Abstract

Predicting the potential microRNA (miRNA) candidates associated with a disease helps in exploring the mechanisms of disease development. Most recent approaches have utilized heterogeneous information about miRNAs and diseases, including miRNA similarities, disease similarities, and miRNA-disease associations. However, these methods do not utilize the projections of miRNAs and diseases in a low-dimensional space. Thus, it is necessary to develop a method that can utilize the effective information in the low-dimensional space to predict potential disease-related miRNA candidates. We proposed a method based on non-negative matrix factorization, named DMAPred, to predict potential miRNA-disease associations.
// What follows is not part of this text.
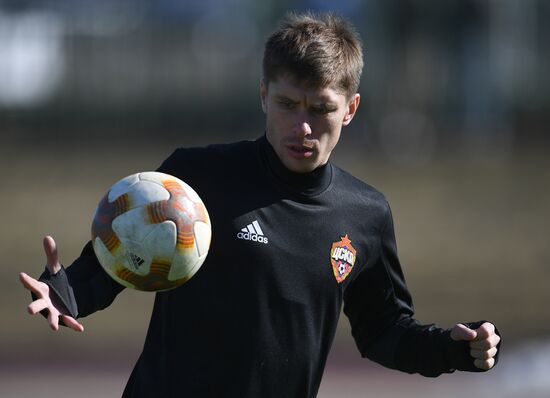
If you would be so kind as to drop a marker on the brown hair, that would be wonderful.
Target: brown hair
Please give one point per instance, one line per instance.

DMAPred exploits the similarities and associations of diseases and miRNAs, and it integrates local topological information of the miRNA network. The likelihood that a miRNA is associated with a disease also depends on their projections in low-dimensional space. Therefore, we project miRNAs and diseases into low-dimensional feature space to yield their low-dimensional and dense feature representations. Moreover, the sparse characteristic of miRNA-disease associations was introduced to make our predictive model more credible. DMAPred achieved superior performance for 15 well-characterized diseases with AUCs (area under the receiver operating characteristic curve) ranging from 0.860 to 0.973 and AUPRs (area under the precision-recall curve) ranging from 0.118 to 0.761. In addition, case studies on breast, prostatic, and lung neoplasms demonstrated the ability of DMAPred to discover potential disease-related miRNAs.

Highlights

  • Several studies have shown that the abnormal expression of microRNAs is inextricably related to the occurrence and development of diseases [1,2,3,4,5]

  • The first category includes the use of regulatory relationships between miRNAs and their target genes to predict potential associations between the miRNA and the disease [6]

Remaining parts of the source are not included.